Preferred Job requirements
- Familiarity with CRISPR-Cas9 or CRISPRi/a screening data, RNA-seq, single-cell or spatial transcriptomics data processing
- Competence in acquiring, handling, and analysing large and complex datasets, including multi-omics and perturbation-response data, with a strong emphasis on data quality, reproducibility, and biological interpretability.
- Practical experience in collaborative, hybrid settings, including direct interaction with wet-lab scientists, technicians, and experimental facilities to co-design and support integrated, computationally guided experiments (e.G., CRISPR-based screens, single-cell or spatial transcriptomics).
Organisational and social skills
- Excellent written and verbal communication skills, with the ability to work effectively in a multidisciplinary and international team.
- A strong academic mindset, combining scientific curiosity, technical rigour, openness to feedback, and commitment to mentorship and collaboration.
- Strong problem-solving and organizational abilities.
- Teamwork and good communication skills.
- Strong scientific communication skills, including the ability to write and revise manuscripts for publication, prepare compelling visual materials, and present findings to diverse audiences—from internal collaborators to external stakeholders, funders, and the general public.
About the lab
The Iorio Lab at Human Technopole (Milan, Italy) is a dynamic and internationally recognised research group working at the intersection of computational biology, functional genomics, and precision oncology. Founded in 2020, the lab has rapidly evolved into a hybrid computational/experimental team, now entering its second and more ambitious phase of growth. Our research combines machine learning, large-scale CRISPR screening, and multi-omics to uncover cancer vulnerabilities and drive therapeutic target discovery. Backed by major grants (including an ERC Consolidator Grant and an AIRC investigator grant) we contribute to initiatives like the European Cancer Dependency Map and collaborate widely across academia and industry.

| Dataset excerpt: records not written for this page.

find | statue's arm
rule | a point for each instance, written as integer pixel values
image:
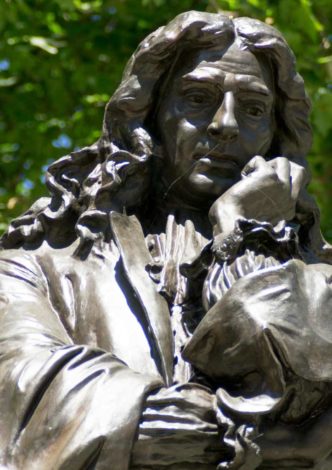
(62, 405)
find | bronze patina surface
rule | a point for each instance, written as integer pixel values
(168, 307)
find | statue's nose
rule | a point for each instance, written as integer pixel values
(224, 125)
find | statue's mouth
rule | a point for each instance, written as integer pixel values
(218, 161)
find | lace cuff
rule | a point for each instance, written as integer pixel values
(262, 237)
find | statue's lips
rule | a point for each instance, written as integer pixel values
(220, 161)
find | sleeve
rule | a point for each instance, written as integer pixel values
(62, 406)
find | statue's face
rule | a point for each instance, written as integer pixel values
(216, 114)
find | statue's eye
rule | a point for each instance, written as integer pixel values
(198, 98)
(253, 109)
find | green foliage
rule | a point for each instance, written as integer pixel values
(60, 61)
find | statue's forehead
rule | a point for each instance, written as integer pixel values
(236, 64)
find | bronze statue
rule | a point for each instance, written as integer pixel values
(168, 307)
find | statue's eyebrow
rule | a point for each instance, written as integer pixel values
(213, 76)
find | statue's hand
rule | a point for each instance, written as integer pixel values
(178, 427)
(267, 192)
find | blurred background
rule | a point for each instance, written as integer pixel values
(60, 61)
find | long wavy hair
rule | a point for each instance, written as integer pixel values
(115, 173)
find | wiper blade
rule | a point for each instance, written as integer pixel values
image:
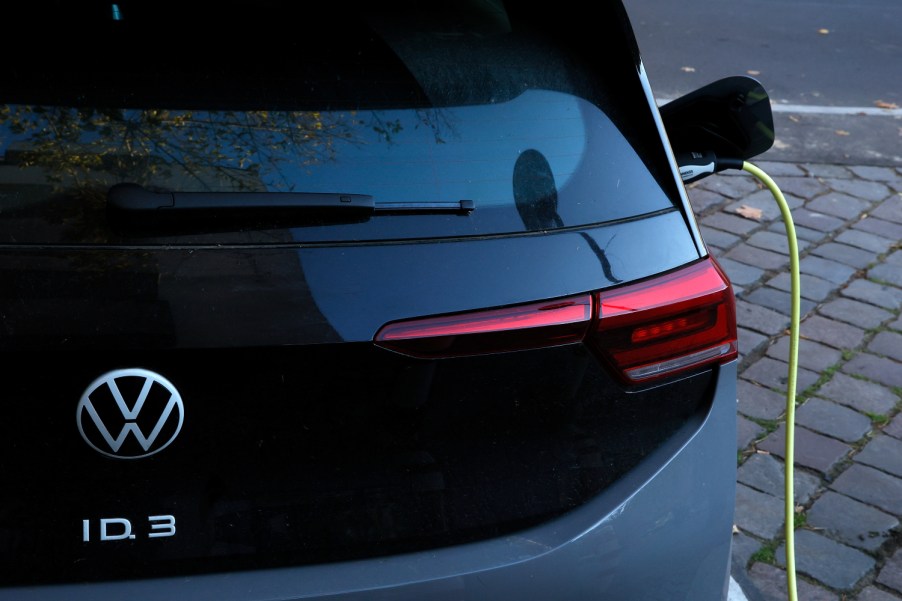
(136, 200)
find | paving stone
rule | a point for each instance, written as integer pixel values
(810, 287)
(828, 561)
(775, 242)
(850, 521)
(855, 312)
(828, 171)
(731, 187)
(760, 319)
(765, 473)
(758, 513)
(865, 240)
(831, 332)
(730, 223)
(759, 402)
(770, 582)
(812, 355)
(863, 189)
(802, 233)
(803, 187)
(778, 300)
(881, 295)
(864, 396)
(747, 431)
(890, 209)
(894, 428)
(758, 257)
(839, 205)
(833, 419)
(703, 200)
(775, 374)
(750, 341)
(826, 269)
(743, 547)
(884, 453)
(740, 273)
(718, 238)
(845, 254)
(888, 344)
(871, 486)
(812, 450)
(781, 169)
(891, 574)
(887, 272)
(877, 174)
(872, 367)
(872, 593)
(817, 221)
(880, 227)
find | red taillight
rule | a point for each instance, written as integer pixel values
(534, 325)
(644, 331)
(668, 324)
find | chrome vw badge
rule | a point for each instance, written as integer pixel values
(134, 402)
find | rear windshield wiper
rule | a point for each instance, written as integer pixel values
(135, 200)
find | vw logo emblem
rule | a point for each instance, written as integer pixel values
(142, 407)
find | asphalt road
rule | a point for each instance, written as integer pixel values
(833, 68)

We offer a vibrant, inclusive environment where postdocs lead high-impact projects and help shape the next generation of data-driven cancer research.
Application Instructions
Please apply online by submitting a single document that includes:
- a CV.
- a motivation letter in English (max 1 page long).

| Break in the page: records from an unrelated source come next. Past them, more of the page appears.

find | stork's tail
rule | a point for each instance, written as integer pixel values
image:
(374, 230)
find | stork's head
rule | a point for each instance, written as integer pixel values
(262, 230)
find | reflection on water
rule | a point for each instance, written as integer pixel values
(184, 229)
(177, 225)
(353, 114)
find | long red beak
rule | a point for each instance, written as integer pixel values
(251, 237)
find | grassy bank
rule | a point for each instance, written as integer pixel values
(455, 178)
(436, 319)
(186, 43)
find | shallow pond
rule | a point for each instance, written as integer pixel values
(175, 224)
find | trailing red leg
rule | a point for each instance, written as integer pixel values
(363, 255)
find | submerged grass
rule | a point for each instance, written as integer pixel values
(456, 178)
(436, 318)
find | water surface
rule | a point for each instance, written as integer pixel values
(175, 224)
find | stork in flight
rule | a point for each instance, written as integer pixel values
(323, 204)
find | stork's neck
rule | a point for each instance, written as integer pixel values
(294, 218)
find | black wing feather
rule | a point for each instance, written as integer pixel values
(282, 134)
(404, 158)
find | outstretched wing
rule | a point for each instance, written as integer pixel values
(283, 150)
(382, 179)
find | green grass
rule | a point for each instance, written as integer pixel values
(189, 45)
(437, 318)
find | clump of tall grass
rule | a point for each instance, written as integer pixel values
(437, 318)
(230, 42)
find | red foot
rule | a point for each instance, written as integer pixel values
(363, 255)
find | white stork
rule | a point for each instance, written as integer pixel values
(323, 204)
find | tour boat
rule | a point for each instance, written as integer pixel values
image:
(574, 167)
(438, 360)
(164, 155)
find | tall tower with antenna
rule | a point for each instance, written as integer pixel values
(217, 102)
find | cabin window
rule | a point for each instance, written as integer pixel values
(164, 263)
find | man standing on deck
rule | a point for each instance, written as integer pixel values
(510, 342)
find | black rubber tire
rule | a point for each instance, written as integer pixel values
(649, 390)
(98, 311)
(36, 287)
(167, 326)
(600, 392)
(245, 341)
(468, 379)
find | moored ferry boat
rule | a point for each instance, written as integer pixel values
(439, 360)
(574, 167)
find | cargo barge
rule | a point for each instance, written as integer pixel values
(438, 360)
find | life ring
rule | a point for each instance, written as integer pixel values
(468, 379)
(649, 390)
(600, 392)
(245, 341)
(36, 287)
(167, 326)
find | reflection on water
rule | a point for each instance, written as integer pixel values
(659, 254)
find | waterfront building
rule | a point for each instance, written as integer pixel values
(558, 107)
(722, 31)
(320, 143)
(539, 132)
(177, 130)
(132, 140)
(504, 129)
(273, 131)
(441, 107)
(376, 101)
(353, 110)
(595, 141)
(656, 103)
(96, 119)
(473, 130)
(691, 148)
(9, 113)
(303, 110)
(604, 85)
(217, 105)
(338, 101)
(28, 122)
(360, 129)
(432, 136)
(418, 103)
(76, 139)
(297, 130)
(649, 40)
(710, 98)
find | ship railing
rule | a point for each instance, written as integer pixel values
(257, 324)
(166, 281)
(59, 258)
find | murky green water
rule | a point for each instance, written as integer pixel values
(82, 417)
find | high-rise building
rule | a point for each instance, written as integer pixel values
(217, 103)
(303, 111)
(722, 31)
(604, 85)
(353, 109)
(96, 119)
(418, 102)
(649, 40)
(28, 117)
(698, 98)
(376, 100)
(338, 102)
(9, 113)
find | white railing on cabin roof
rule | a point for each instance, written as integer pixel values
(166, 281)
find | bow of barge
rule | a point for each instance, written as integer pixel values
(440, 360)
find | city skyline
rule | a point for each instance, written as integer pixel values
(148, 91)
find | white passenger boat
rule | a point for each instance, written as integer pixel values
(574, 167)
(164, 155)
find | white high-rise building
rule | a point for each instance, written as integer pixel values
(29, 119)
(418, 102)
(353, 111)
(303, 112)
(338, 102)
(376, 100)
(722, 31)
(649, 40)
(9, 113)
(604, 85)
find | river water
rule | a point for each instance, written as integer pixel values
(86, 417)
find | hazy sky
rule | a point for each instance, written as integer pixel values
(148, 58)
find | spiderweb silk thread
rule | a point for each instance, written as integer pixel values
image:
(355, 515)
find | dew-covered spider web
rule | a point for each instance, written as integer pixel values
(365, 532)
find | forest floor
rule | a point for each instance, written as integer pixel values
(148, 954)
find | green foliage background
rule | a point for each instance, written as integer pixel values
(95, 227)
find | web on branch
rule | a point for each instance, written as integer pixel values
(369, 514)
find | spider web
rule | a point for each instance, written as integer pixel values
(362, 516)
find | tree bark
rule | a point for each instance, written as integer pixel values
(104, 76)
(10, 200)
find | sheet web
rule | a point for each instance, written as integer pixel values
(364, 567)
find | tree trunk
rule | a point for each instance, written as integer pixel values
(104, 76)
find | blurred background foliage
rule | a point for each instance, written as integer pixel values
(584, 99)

- names and contacts of at least 2 referees.
Main benefits
- Welfare plans.
- Meal delivery service.
- Work-life balance provisions.
- Italian language training for foreigners.
- Parental leave up to 1 year and other support for new parents.
- Flexible working hours.
- Support for relocation.
- Researchers coming to Italy for the first time, or returning after residing abroad, benefit from very attractive income tax benefits.

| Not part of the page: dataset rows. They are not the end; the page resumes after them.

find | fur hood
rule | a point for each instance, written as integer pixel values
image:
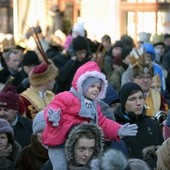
(76, 133)
(9, 162)
(89, 69)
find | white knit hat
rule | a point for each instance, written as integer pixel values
(38, 123)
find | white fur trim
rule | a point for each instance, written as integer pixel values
(95, 74)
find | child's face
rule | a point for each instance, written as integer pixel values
(93, 91)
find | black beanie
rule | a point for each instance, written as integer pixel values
(118, 44)
(79, 43)
(30, 58)
(126, 90)
(126, 51)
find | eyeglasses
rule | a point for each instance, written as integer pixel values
(142, 77)
(80, 52)
(4, 109)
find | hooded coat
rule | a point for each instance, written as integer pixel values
(70, 106)
(9, 162)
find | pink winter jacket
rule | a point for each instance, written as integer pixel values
(70, 107)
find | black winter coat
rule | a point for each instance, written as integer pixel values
(23, 131)
(149, 132)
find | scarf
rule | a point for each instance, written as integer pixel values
(88, 107)
(6, 152)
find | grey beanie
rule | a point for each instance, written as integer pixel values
(6, 128)
(38, 123)
(89, 82)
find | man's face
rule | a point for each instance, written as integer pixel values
(14, 61)
(84, 150)
(135, 103)
(81, 54)
(116, 51)
(3, 141)
(144, 80)
(161, 48)
(7, 114)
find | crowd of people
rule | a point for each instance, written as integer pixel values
(86, 105)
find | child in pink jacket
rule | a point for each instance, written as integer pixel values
(79, 105)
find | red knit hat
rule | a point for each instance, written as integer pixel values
(9, 98)
(42, 73)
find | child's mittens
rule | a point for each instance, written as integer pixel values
(54, 116)
(128, 130)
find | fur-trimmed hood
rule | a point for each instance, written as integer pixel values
(89, 69)
(76, 133)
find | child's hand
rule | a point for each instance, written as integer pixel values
(54, 116)
(128, 130)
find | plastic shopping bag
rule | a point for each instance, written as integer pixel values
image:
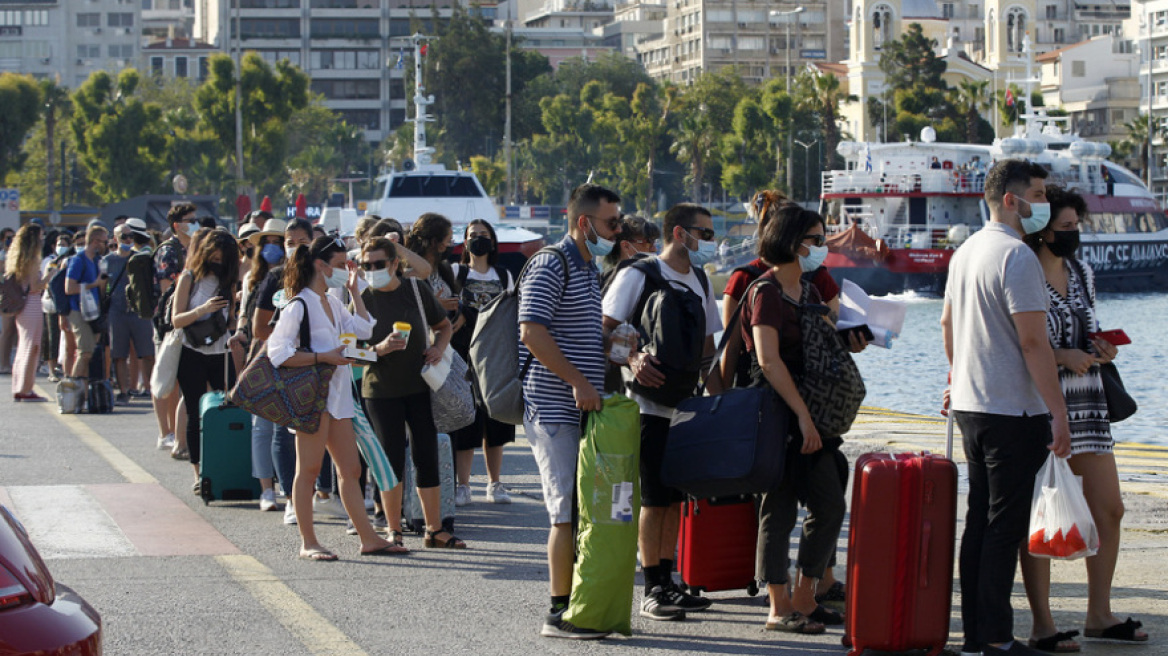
(1061, 523)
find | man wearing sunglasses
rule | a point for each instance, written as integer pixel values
(660, 375)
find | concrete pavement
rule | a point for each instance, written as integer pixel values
(118, 522)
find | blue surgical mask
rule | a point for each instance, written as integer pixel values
(1038, 218)
(813, 259)
(271, 253)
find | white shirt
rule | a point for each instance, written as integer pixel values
(620, 301)
(326, 336)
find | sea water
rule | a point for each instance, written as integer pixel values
(911, 376)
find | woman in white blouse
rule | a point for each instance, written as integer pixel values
(308, 276)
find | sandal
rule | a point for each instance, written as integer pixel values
(1055, 643)
(319, 555)
(1123, 632)
(795, 622)
(433, 542)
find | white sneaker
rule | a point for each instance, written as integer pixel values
(498, 494)
(461, 495)
(268, 500)
(331, 506)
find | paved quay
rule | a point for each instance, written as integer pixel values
(117, 522)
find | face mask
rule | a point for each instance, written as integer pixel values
(813, 259)
(1038, 218)
(338, 278)
(480, 245)
(599, 248)
(1065, 243)
(271, 253)
(379, 279)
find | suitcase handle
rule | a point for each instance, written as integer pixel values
(926, 534)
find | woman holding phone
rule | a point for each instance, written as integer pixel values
(1071, 322)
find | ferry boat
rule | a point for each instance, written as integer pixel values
(423, 186)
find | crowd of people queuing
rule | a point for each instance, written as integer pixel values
(1016, 321)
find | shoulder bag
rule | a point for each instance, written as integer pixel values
(450, 385)
(293, 397)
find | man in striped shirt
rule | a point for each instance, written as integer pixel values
(561, 326)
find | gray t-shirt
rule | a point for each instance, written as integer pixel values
(993, 277)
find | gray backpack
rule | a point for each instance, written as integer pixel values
(494, 351)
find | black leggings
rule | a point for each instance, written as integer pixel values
(197, 371)
(389, 417)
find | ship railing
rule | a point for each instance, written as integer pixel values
(927, 181)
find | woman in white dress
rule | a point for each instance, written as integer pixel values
(308, 276)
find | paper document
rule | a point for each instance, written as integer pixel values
(883, 316)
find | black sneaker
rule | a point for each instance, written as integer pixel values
(556, 626)
(658, 606)
(685, 600)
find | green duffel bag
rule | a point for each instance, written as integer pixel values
(609, 489)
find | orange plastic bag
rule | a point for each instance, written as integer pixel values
(1061, 523)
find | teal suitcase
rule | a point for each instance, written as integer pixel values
(224, 467)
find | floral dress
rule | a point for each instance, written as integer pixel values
(1086, 405)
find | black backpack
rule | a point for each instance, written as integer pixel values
(671, 322)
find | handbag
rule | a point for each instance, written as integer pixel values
(730, 444)
(293, 397)
(1120, 404)
(450, 384)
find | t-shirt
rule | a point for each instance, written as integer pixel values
(772, 307)
(84, 271)
(574, 321)
(400, 374)
(620, 302)
(993, 277)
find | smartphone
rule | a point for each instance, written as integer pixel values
(862, 329)
(1117, 337)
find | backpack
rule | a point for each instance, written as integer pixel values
(141, 288)
(671, 323)
(494, 350)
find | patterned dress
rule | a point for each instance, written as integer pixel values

Special consideration will be given to candidates who are part of the protected categories list, according to L. 68/99.
Number of positions offered:
1
Contract offered:
CCNL Chimico Farmaceutico, Fixed-term 4 years - Employee Level
Tax benefits where applicable.
The position is based in Milan.
“The Foundation reserves the right, at its sole discretion, to extend, suspend, modify, revoke, or cancel this job posting without giving rise to any rights or claims whatsoever in favor of the candidates;
the Foundation reserves, however, the right not to proceed with the awarding of the above-described assignment due to the effect of supervening regulatory provisions and/or obstructive circumstances”.